Department of Hematology, The First Affiliated Hospital of University of Science and Technology of China, Division of Life Sciences and Medicine, University of Science and Technology of China, Hefei 230001, China.
Zhonghua Xue Ye Xue Za Zhi. 2020 Jun 14;41(6):490-494. doi: 10.3760/cma.j.issn.0253-2727.2020.06.010.
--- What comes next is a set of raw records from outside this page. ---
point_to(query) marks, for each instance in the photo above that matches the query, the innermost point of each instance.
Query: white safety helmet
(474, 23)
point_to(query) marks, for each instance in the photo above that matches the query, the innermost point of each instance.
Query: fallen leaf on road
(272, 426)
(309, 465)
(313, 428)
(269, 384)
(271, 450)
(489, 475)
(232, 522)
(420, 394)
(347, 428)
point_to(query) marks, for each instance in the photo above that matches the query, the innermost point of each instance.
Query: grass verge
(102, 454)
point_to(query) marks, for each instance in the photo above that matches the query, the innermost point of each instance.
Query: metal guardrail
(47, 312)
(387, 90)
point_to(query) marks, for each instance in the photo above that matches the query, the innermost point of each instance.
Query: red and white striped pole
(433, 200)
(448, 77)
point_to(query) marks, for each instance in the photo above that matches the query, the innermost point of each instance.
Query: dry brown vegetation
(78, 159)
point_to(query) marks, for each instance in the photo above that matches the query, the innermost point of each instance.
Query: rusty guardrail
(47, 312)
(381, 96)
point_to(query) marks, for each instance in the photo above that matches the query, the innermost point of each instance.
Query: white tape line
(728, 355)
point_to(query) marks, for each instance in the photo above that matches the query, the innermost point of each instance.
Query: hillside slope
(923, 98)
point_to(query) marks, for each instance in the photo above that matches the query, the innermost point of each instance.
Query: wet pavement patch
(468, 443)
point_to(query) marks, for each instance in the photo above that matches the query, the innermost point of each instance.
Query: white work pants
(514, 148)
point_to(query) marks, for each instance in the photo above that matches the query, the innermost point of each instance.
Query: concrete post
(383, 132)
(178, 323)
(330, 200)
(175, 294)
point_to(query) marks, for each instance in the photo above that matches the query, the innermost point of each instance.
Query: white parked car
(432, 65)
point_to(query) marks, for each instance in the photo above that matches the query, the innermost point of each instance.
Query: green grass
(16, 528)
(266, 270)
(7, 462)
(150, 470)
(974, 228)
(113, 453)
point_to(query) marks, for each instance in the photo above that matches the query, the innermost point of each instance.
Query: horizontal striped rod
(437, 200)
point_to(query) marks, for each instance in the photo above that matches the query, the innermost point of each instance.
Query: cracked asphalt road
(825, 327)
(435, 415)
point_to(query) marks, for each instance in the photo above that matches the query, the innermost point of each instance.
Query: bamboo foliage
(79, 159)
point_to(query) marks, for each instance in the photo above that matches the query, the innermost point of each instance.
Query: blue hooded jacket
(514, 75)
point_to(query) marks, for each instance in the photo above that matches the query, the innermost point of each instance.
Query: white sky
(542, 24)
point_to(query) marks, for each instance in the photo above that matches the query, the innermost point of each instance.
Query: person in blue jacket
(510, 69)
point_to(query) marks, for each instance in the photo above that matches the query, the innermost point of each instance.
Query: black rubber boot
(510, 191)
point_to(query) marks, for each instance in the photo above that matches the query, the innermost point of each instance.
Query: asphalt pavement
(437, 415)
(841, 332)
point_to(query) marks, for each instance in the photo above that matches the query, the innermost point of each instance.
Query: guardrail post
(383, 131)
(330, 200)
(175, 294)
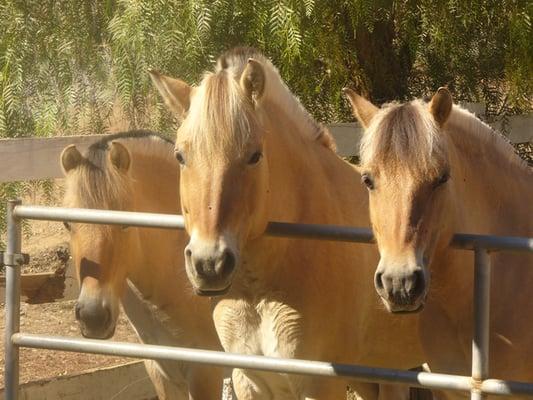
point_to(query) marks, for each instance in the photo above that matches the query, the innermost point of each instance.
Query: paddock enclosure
(44, 163)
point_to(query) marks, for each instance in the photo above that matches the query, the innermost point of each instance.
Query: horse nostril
(418, 283)
(378, 280)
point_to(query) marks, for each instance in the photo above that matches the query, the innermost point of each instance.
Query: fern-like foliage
(80, 66)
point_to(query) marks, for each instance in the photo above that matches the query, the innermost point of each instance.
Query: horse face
(408, 216)
(405, 168)
(223, 172)
(101, 254)
(101, 273)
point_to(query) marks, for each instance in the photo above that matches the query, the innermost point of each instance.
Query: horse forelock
(220, 119)
(95, 183)
(220, 114)
(404, 136)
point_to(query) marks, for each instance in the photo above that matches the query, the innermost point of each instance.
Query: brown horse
(249, 154)
(433, 169)
(136, 171)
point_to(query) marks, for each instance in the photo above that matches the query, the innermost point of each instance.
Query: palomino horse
(431, 170)
(249, 154)
(136, 171)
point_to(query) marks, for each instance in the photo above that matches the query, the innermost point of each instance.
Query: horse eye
(442, 179)
(367, 181)
(179, 156)
(255, 158)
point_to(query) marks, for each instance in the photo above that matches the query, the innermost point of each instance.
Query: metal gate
(477, 384)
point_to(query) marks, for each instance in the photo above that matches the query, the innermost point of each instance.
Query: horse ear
(175, 92)
(441, 105)
(70, 158)
(253, 79)
(119, 156)
(363, 110)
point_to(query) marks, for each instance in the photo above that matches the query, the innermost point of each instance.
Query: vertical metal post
(11, 258)
(480, 342)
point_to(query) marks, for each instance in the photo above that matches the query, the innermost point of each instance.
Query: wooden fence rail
(38, 158)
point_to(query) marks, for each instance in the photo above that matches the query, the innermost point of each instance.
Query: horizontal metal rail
(477, 384)
(271, 364)
(285, 229)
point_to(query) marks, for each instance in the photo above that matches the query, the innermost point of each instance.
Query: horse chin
(102, 335)
(404, 309)
(212, 292)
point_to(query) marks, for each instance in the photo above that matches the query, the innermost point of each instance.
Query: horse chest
(265, 327)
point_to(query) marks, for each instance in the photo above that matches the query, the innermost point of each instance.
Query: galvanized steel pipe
(285, 229)
(11, 372)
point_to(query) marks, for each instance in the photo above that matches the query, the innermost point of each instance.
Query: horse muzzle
(210, 268)
(95, 319)
(402, 290)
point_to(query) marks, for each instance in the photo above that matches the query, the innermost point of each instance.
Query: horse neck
(489, 180)
(155, 189)
(309, 183)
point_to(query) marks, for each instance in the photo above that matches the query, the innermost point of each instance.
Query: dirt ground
(48, 249)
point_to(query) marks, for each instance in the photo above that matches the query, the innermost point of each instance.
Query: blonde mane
(407, 135)
(232, 117)
(403, 134)
(95, 184)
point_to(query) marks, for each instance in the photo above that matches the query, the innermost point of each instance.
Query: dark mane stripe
(103, 144)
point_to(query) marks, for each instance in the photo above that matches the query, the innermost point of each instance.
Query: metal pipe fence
(477, 384)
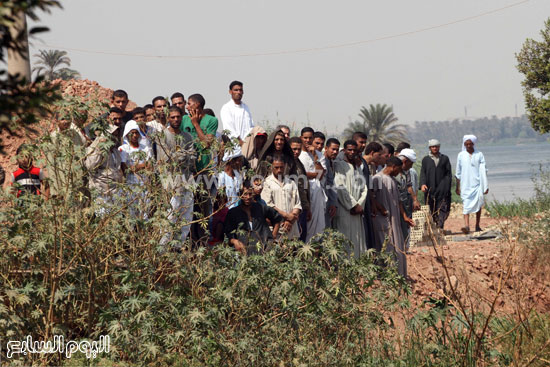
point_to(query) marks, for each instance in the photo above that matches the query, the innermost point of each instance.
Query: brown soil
(84, 89)
(478, 270)
(474, 267)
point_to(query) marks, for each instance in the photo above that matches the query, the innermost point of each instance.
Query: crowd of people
(253, 187)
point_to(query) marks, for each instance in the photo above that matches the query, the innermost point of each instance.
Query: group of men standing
(267, 187)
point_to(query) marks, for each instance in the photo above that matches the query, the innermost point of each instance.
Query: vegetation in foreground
(65, 271)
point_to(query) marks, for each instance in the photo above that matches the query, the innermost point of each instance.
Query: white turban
(409, 154)
(232, 153)
(130, 125)
(468, 137)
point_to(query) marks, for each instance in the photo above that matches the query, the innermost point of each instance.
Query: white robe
(283, 196)
(472, 173)
(352, 190)
(317, 197)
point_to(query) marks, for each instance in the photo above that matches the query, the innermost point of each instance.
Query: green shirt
(209, 126)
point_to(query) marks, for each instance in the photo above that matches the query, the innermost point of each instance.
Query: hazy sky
(430, 75)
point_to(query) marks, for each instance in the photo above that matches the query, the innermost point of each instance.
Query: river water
(510, 167)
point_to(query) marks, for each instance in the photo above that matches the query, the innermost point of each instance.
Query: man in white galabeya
(471, 181)
(235, 115)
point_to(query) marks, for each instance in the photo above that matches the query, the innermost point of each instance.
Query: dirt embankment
(84, 89)
(479, 271)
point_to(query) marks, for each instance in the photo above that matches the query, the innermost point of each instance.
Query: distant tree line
(488, 129)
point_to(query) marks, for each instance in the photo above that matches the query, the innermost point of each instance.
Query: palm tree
(49, 62)
(379, 123)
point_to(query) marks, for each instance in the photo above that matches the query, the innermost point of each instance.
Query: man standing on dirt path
(436, 177)
(235, 115)
(471, 181)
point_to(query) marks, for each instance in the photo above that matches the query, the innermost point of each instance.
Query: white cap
(230, 154)
(409, 154)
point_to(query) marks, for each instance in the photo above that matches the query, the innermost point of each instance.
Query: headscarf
(249, 146)
(130, 125)
(269, 147)
(409, 154)
(468, 137)
(232, 153)
(267, 154)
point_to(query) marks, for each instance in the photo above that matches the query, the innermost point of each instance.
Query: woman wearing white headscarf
(136, 156)
(471, 180)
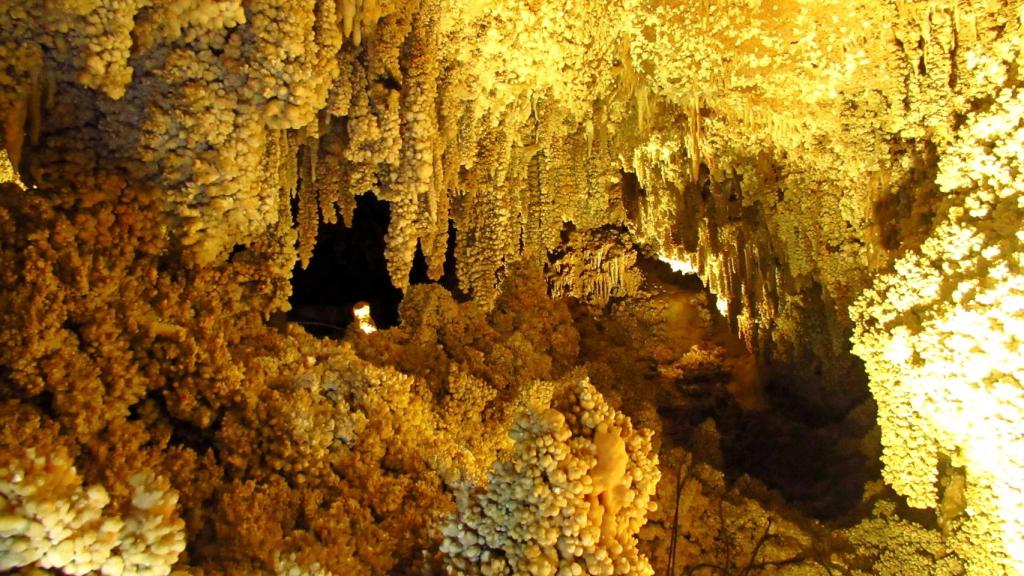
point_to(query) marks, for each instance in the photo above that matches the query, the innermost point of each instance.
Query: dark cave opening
(347, 266)
(818, 463)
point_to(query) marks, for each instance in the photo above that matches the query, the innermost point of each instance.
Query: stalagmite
(631, 240)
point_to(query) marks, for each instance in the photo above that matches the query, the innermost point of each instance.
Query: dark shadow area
(449, 281)
(347, 266)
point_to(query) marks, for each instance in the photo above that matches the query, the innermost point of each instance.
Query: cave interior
(691, 287)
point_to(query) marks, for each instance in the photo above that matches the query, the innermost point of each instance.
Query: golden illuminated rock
(845, 177)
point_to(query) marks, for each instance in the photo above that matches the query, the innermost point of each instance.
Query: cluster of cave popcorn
(833, 170)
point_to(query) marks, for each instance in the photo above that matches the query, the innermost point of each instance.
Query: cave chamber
(459, 287)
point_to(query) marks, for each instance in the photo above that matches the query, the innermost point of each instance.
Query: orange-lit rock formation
(844, 176)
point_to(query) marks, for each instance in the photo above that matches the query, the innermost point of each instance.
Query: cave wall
(820, 164)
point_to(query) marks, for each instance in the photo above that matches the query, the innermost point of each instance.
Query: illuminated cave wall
(832, 169)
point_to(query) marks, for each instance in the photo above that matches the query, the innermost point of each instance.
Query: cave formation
(692, 287)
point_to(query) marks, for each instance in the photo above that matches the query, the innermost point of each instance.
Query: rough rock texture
(570, 499)
(830, 168)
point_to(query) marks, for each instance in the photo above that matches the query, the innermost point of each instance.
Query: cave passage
(347, 266)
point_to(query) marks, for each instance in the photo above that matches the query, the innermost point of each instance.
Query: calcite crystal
(844, 176)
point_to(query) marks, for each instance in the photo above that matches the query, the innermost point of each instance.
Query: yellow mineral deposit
(361, 314)
(846, 178)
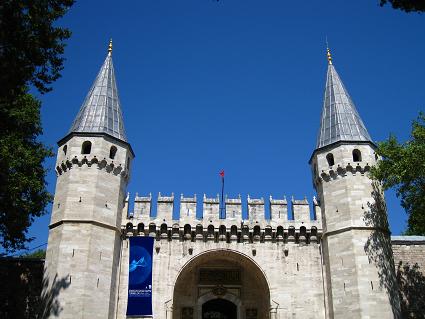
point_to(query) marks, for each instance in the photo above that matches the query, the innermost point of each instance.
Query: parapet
(231, 220)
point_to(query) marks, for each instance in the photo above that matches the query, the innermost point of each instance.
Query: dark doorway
(219, 309)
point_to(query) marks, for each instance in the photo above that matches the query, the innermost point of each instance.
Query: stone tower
(93, 169)
(358, 263)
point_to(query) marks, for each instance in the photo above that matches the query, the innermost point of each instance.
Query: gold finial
(110, 46)
(329, 55)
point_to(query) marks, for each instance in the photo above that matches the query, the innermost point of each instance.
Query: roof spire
(110, 46)
(101, 109)
(340, 120)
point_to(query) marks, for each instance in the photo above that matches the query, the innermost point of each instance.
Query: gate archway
(221, 283)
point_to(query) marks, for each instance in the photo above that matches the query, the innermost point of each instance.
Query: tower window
(357, 156)
(112, 152)
(330, 159)
(86, 148)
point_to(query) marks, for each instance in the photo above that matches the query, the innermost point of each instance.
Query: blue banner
(140, 277)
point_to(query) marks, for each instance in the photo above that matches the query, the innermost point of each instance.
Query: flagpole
(223, 204)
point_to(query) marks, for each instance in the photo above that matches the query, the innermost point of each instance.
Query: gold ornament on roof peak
(110, 46)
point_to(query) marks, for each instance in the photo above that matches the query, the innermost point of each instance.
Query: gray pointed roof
(101, 110)
(340, 120)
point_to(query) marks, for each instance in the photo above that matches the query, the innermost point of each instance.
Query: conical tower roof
(101, 109)
(340, 120)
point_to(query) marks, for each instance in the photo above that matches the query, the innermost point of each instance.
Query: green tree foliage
(406, 5)
(403, 167)
(31, 49)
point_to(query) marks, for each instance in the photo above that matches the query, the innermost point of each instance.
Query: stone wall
(409, 259)
(20, 287)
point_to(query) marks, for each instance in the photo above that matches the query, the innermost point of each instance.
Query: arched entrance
(219, 309)
(221, 284)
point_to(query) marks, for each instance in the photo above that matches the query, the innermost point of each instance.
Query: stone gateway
(334, 260)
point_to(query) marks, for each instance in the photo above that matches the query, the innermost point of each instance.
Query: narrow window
(112, 152)
(357, 156)
(222, 230)
(330, 159)
(86, 148)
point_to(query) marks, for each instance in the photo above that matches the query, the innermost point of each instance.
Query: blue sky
(237, 85)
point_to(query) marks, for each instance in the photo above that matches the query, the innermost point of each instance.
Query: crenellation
(256, 210)
(187, 209)
(165, 208)
(142, 206)
(211, 210)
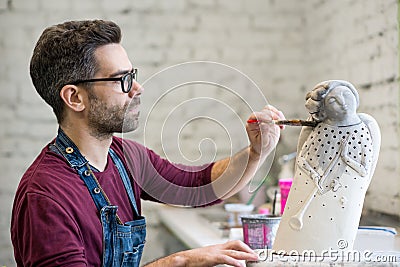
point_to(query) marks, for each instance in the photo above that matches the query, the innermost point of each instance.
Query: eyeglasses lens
(127, 82)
This study aimed to examine the safety and efficacy of CD19 chimeric antigen receptor T cell (CD19 CAR-T) therapy in relapsed/refractory Philadelphia chromosome-positive acute B-precursor lymphoblastic leukemia (R/R Ph(+) B-ALL) . The clinical data of 14 patients with R/R Ph(+) B-ALL treated with CD19 CAR-T cell therapy from November 2016 to April 2019 were retrospectively analyzed. Among the 14 patients in this study, 7 were male and 7 were female, with a median age of 33 (7-66) years old. The efficacy was evaluated on the 28th day following CAR-T cells infusion; the overall response rate was 100.0% (14/14) , the complete response (CR) rate was 92.9% (13/14) , and the partial response (PR) rate was 7.1% (1/14) . After CAR-T cells infusion,12 cases (85.7%) developed cytokine release syndrome (CRS) : 1 case of grade 1 CRS, 4 cases of grade 2 CRS, 6 cases of grade 3 CRS, and 1 case of grade 4 CRS. Moreover, one case developed CAR T-cell-related encephalopathy syndrome (CRES) ; 14 cases had Ⅲ-Ⅳ hematological toxicity; and 13 CR cases had B cell dysplasia. These adverse reactions were all controllable. The median follow-up time was 441 (182-923) d. The median overall survival (OS) and progression-free survival (PFS) were 515 [95% confidence interval () 287-743] days and 207 (95% 123-301) days, respectively. CD19 CAR-T cell therapy is safe and effective for R/R Ph(+) B-ALL treatment. However, the long-term efficacy needs to be further improved.
本研究旨在探讨CD19嵌合抗原受体T细胞(CD19 CAR-T)疗法治疗复发/难治性费城染色体阳性急性B淋巴细胞白血病(R/R Ph(+) B-ALL)的安全性和疗效。回顾性分析了2016年11月至2019年4月接受CD19 CAR-T细胞疗法治疗的14例R/R Ph(+) B-ALL患者的临床资料。本研究的14例患者中,男性7例,女性7例,中位年龄为33(7-66)岁。在CAR-T细胞输注后第28天评估疗效;总缓解率为100.0%(14/14),完全缓解(CR)率为92.9%(13/14),部分缓解(PR)率为7.1%(1/14)。CAR-T细胞输注后,12例(85.7%)发生细胞因子释放综合征(CRS):1例1级CRS,4例2级CRS,6例3级CRS,1例4级CRS。此外,1例发生CAR T细胞相关脑病综合征(CRES);14例有Ⅲ-Ⅳ级血液学毒性;13例CR病例有B细胞发育异常。这些不良反应均可控。中位随访时间为441(182-923)天。中位总生存期(OS)和无进展生存期(PFS)分别为515 [95%置信区间()287-743]天和207(95% 123-301)天。CD19 CAR-T细胞疗法治疗R/R Ph(+) B-ALL安全有效。然而,长期疗效有待进一步提高。